QUESTION: "...What I think I heard you say is that it's a condition of lifting some of the sanctions and having an agreement that the IAEA be granted access...but that it's not a requirement that the IAEA complete its process and resolve to its satisfaction an issue of finding on possible military dimensions, which can be a rather lengthy process, in order for these sanctions to be lifted...This is sort of two different things, because they could get the access and it could then take them some time --"
KIRBY: "Right."
QUESTION: "-- to resolve these issues to their satisfaction."
KIRBY: "...That is the level of detail I think they're still talking about there in Vienna, Michael. And that's why I don't have anything further."

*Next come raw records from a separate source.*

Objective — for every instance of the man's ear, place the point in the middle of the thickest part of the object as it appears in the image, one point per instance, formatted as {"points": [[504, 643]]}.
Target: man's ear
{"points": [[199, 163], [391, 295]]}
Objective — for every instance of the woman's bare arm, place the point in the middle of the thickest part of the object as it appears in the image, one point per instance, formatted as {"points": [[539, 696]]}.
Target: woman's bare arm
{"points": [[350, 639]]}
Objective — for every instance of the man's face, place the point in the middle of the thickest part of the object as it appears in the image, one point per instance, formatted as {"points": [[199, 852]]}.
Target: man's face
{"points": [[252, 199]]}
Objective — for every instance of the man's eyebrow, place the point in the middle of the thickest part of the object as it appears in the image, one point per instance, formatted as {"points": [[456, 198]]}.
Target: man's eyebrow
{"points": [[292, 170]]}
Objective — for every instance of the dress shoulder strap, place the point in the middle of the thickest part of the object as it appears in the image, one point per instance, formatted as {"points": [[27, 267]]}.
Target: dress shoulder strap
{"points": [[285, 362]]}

Despite its constant moving of the Iran goalposts, those sympathetic to the administration might say, "So what, we know what they were up to, let's focus on an agreement that will ensure they won't be back in the labs tooling up new warheads." Unfortunately, the issue is not that simple. Weaponization research is easily concealed, so Washington cannot conclude that it knows everything about such efforts without a full accounting from Iran -- barring such disclosure, America's ability to catch future weaponization research will be limited. Furthermore, by essentially telling the international community that "the past is past," Washington and the P5+1 would undercut the arms-control regime that the IAEA is tasked with maintaining globally -- not to mention the fact that when it comes to weapons of mass destruction, asking the world to rely solely on U.S. intelligence has not had a happy history.
For their part, the Iranians gain a broader benefit from stonewalling. Consistent with the Supreme Leader's other admonitions (e.g., no shipping of enriched uranium out of the country; no destruction of equipment or sites, with the lone exception of the Arak heavy-water core), Iran's refusal to admit it was researching nuclear weaponization is setting the stage for a final agreement that documents its longstanding claims: namely, that it has done nothing wrong, that the entire Security Council resolution and sanctions regime was illegal, and that its only business is with the IAEA. Even a nuclear state as recalcitrant as North Korea was willing to blow up one of its plutonium reactors as a concession to the West, but Tehran seems bent on saying "We are not guilty of anything."
This stubborn insistence goes back to Henry Kissinger's adage about Iran deciding "whether it is a country or a cause." A country would have to own up to its violations of solemn international agreements, but a "cause" can champion a victim's role and put the onus on the other side by simply not admitting or doing anything to end its illegal activities. There is a term for this that folks all over the region understand, and which Iran greatly values: "winning."
How can this be fixed? Some of the international sanctions on Iran ban materials used in nuclear weaponization, with Washington proposing in any agreement to replace those sanctions with a less-binding UN procurement monitoring and control process. For now, the P5+1 could go forward with an agreement if other issues are resolved, but make clear that these weaponization-related sanctions will remain in place until the IAEA formally reports on its PMD findings and the degree of Iranian cooperation. Some would argue that Iran might respond by folding on the entire agreement, but it is time for Washington to call Tehran's bluff.
James Jeffrey is the Philip Solondz Distinguished Fellow at The Washington Institute.